Dans la cellule eucaryote, les protéines sont, dans leur grande majorité, codées par le génome nucléaire et produites dans le cytosol. Ces protéines sont ensuite acheminées dans le comportement cellulaire (mitochondrie, chloroplaste, réticulum…) dans lequel elle joueront leur rôle. Afin d’être correctement adressées, il existe des signaux portés par ces protéines (peptides d’adressage) localisés, dans le cas des chloroplastes et des mitochondries, en position N-terminale. Certaines de ces protéines peuvent être localisées dans plusieurs compartiments, soit simultanément soit uniquement dans certaines conditions de développement ou d’environnement (stress par exemple). Plusieurs mécanismes ont été identifiés qui permettent de réguler de tels adressages multiples :
• l’initiation différentielle de la transcription ou de la traduction
• l’élimination par épissage alternatif de la séquence codant pour les peptides d’adressage.
Une
équipe de notre laboratoire, en étudiant la biotinylation des protéines chez les plantes, a mis en évidence un nouveau mécanisme de régulation d’un adressage multiple d’une protéine.

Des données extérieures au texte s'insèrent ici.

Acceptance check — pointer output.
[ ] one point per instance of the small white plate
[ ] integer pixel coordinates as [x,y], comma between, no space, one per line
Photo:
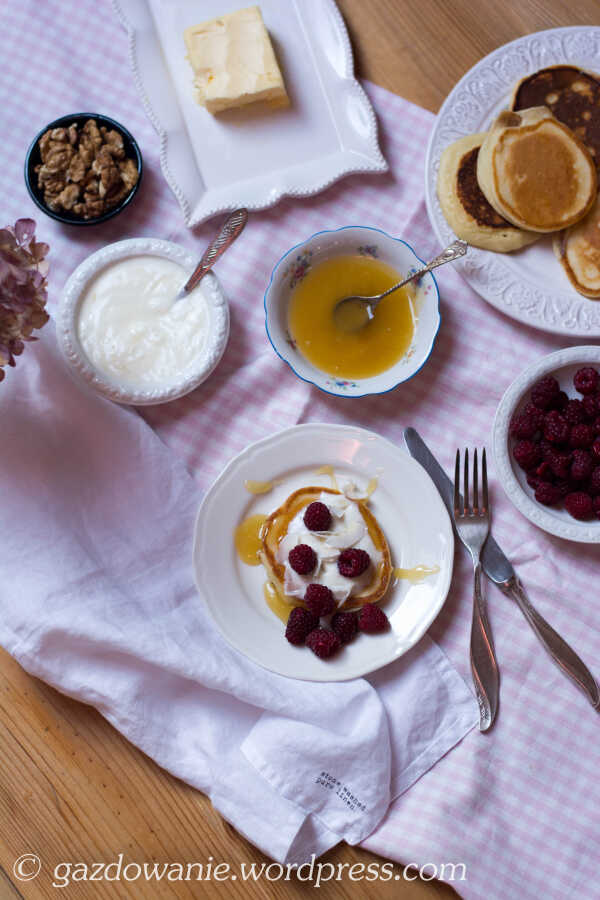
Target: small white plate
[556,520]
[529,285]
[405,502]
[248,157]
[118,392]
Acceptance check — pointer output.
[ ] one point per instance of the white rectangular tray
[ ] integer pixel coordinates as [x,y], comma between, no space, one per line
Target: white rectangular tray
[252,157]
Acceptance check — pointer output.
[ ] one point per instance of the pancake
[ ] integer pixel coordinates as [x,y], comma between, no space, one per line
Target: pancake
[535,172]
[276,528]
[572,95]
[578,249]
[464,205]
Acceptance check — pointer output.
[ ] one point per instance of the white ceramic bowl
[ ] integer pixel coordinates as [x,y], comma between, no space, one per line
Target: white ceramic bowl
[556,520]
[68,309]
[340,242]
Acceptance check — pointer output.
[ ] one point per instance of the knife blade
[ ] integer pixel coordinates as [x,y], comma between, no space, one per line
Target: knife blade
[499,569]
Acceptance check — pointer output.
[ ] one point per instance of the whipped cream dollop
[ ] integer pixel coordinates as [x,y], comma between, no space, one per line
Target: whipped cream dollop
[348,529]
[132,330]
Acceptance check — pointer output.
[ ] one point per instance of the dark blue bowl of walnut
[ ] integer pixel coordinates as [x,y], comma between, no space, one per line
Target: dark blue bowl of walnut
[34,159]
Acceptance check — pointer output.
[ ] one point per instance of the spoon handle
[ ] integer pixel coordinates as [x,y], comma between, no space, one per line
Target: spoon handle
[456,249]
[232,228]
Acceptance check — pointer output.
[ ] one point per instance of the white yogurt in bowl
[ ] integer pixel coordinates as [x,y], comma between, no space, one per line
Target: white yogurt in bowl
[121,330]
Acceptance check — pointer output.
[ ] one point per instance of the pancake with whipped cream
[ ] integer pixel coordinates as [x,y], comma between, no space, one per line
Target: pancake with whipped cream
[578,249]
[464,205]
[352,526]
[535,171]
[572,95]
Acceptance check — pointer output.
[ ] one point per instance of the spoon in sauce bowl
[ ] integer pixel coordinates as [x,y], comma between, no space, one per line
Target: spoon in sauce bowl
[355,312]
[230,230]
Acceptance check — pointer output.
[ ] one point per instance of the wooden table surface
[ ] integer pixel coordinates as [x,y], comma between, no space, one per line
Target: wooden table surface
[71,788]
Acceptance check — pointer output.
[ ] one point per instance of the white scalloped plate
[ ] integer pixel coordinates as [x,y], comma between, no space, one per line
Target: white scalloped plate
[563,364]
[530,284]
[249,157]
[68,307]
[406,504]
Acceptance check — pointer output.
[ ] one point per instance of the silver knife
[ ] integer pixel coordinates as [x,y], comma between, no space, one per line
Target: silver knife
[499,570]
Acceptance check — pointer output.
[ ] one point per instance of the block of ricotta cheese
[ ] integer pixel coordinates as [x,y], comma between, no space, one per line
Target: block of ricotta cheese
[233,61]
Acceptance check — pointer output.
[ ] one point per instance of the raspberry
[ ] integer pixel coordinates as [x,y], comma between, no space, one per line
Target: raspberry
[527,454]
[547,493]
[594,484]
[317,517]
[319,600]
[556,428]
[582,465]
[544,471]
[544,392]
[591,407]
[586,380]
[323,642]
[345,626]
[300,624]
[302,559]
[563,486]
[559,462]
[581,436]
[526,423]
[522,426]
[559,401]
[353,562]
[371,619]
[579,505]
[574,412]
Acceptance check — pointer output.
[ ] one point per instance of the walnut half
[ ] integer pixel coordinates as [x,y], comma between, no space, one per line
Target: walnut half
[84,169]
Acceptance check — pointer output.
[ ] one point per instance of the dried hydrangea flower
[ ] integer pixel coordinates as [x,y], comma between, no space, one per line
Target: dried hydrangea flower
[23,292]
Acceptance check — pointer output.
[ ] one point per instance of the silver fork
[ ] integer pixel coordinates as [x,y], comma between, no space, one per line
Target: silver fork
[472,525]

La biotinylation des protéines est une modification post-traductionnelle très spécifique compartimentée dans la cellule végétale entre la mitochondrie, le plaste et le cytosol. Cette réaction, catalysée par l’holocarboxylase synthétase (HCS) modifie et active un petit nombre de carboxylases jouant un rôle clé dans le métabolisme cellulaire, en particulier la synthèse des acides gras. Cependant, les bases moléculaires de cette compartimentation complexe ainsi que l’implication respective de chacun des deux gènes
HCS (HCS1 et
HCS2) identifiés chez
Arabidopsis thaliana par cette équipe sont peu comprises
[1].
Récemment, ces chercheurs ont pu montrer par une approche de
génétique inverse que le gène
HCS1 était essentiel à la vie de la plante (l’inactivation du gène est létale à un stade très précoce du développement embryonnaire) alors qu’une interruption du gène
HCS2 chez cette plante modèle n’avait aucune conséquence sur sa croissance et son développement. Ces observations suggèrent fortement que la protéine HCS1 est seule responsable de la biotinylation et donc l’activation des carboxylases dans les différents compartiments de la cellule végétale (cytosol, chloroplaste et mitochondrie). Une analyse détaillée de l’expression du gène
HCS1 a permis alors à ces chercheurs de proposer un mécanisme original permettant d’expliquer cette multiplicité de localisations. Ils ont pu en effet identifier au niveau de l’extrémité 5’ non codante de l’ARNm de
HCS1 une petite phase ouverte de lecture (upstreamORF) qui régule de manière qualitative et quantitative l’initiation de la traduction de la protéine HCS1, contrôlant ainsi sa localisation ultime dans la cellule. De manière inattendue, ils ont également mis en évidence que l’activité régulatrice de cette structure était elle-même contrôlée par son élimination (ou non élimination) physique par un mécanisme de maturation différentielle connu sous le nom d’épissage alternatif
[2] .
Ainsi, au-delà du cas de la protéine HCS1, ces résultats mettent en évidence un nouveau mécanisme de contrôle de l’adressage d’une même protéine dans différents compartiments de la cellule eucaryote et permettent d’éclairer d’un jour nouveau la compréhension des mécanismes cellulaires complexes assurant la compartimentation du métabolisme.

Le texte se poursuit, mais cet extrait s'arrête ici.